Naar boven ↑

Rechtspraak

X/Trix Theater & Muziek B.V.
Rechtbank Zeeland-West-Brabant (Locatie Bergen op Zoom), 16 maart 2016
ECLI:NL:RBZWB:2016:4843

X/Trix Theater & Muziek B.V.

Kwalificatievraag. Partijbedoeling en feitelijke uitvoering. Er hoefde geen toestemming voor vakanties te worden gevraagd en geen doorbetaling tijdens ziekteperioden en vakanties. Om te kunnen spreken van een gezagsverhouding is meer nodig dan enkel het gegeven dat er instructies worden gegeven. Geen arbeidsovereenkomst.

X vordert betaling van € 16.612,19 bruto van Trix. X voert aan dat hij van 1 september 2006 tot 1 augustus 2014 een arbeidsovereenkomst heeft gehad en dat er nooit vakantiegeld is uitbetaald noch zijn er vakantiedagen verstrekt dan wel uitbetaald. Trix betwist dat sprake is geweest van een arbeidsovereenkomst.

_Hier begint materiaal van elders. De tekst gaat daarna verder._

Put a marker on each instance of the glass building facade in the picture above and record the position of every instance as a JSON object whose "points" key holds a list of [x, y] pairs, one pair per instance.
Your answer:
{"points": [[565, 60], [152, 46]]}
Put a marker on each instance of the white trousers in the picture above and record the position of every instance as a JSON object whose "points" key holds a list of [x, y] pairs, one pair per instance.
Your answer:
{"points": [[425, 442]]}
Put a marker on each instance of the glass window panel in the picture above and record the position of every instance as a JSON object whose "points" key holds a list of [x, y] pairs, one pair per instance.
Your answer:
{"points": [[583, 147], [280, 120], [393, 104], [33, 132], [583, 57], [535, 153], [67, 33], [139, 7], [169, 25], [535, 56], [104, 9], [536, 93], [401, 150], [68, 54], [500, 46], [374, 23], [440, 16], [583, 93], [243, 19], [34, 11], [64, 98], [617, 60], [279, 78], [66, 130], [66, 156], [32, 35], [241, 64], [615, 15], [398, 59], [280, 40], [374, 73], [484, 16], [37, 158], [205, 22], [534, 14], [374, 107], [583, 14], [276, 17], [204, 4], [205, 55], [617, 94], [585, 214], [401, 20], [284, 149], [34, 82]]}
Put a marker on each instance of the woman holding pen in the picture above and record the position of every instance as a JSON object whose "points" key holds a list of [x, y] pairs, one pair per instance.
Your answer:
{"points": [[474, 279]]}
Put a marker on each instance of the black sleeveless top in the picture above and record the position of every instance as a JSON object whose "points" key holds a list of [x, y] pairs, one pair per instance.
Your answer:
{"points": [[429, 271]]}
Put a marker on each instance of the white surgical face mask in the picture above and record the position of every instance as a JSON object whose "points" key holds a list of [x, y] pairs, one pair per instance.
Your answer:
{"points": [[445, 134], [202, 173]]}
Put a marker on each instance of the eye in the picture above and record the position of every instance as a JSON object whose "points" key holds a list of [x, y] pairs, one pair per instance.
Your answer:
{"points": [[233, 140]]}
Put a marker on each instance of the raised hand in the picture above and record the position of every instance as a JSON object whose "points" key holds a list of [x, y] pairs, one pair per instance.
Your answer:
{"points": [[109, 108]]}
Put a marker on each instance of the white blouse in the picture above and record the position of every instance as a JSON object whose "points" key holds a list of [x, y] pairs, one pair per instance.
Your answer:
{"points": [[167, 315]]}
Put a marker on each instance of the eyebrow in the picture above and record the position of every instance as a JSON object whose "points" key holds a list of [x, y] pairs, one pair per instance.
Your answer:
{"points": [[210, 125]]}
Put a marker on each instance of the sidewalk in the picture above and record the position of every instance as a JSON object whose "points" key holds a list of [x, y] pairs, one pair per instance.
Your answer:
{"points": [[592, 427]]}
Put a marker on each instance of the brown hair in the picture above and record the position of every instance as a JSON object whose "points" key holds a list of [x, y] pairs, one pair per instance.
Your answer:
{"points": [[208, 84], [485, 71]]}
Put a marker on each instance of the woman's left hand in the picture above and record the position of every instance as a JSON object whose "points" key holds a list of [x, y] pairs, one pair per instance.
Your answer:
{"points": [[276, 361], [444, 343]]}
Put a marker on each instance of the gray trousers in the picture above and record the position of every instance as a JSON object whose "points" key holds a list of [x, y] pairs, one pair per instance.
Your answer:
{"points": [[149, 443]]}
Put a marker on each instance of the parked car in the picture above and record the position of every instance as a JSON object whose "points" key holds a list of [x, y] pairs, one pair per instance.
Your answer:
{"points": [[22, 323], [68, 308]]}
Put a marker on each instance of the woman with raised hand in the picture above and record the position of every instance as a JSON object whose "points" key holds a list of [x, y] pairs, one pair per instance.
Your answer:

De kantonrechter oordeelt als volgt. Wanneer ook de tijd voor de start van de samenwerking tussen X en Trix in aanmerking wordt genomen, kan tot de conclusie worden gekomen dat Trix dan wel haar rechtsvoorganger graag een arbeidsovereenkomst zou hebben afgesloten. Dat betekent echter niet, zoals X betoogt, dat dus partijen bij het aangaan van de overeenkomst voor ogen stond, dat zij een arbeidsovereenkomst afsloten, en ook niet dat het sluiten van een arbeidsovereenkomst de partijbedoeling was. Nergens blijkt uit dat dit ook X voor ogen stond, dan wel zijn bedoeling was. Integendeel, uit een e-mail komt naar voren dat het - naar de mening van Trix - X is geweest die geen arbeidsovereenkomst wilde aangaan, omdat hij daardoor zijn WW-uitkering zou kwijtraken. Dat oordeel van Trix is op zich onvoldoende om te kunnen concluderen dat X dat ook daadwerkelijk niet wilde, maar in zijn reactie bij repliek weerspreekt X dit niet. Omtrent de feitelijke uitvoering heeft Trix aangevoerd dat er geen verplichting was om de werkzaamheden persoonlijk te verrichten, daarbij verwijzend naar een drietal overgelegde e-mails waarin X aangeeft wegens vakantie niet beschikbaar te zijn. De enige reactie daarop zijdens X bij repliek is dat het gaat om een incidentele vervanging en dat die situatie niets afdoet aan zijn persoonlijke verplichting het opgedragen werk te verrichten. Dat kwalificeert niet als een deugdelijk onderbouwde reactie op een onderbouwd verweer en met name niet nu uit die drie e-mails naar voren komt dat X kennelijk geen toestemming hoefde te vragen voor het nemen van vakantie enerzijds en ook geen rekening hoefde te houden met de voor Trix te verrichten werkzaamheden anderzijds, nu immers volgens X voorafgaand aan elk seizoen door Trix lijsten werden opgesteld waarop de optredens/opties voor dat seizoen te vinden waren en hij daarmee bij het plannen van zijn vakanties kennelijk geen rekening hoefde te houden. X stelt wel dat hij voor die optredens beschikbaar moest zijn en dat is ook ongetwijfeld het uitgangspunt geweest, maar verplicht was hij dat kennelijk niet, zo blijkt uit de feitelijke gang van zaken. Daarbij komt nog dat X, zoals onweersproken is gesteld, tijdens ziekteperioden en vakanties niet werd doorbetaald.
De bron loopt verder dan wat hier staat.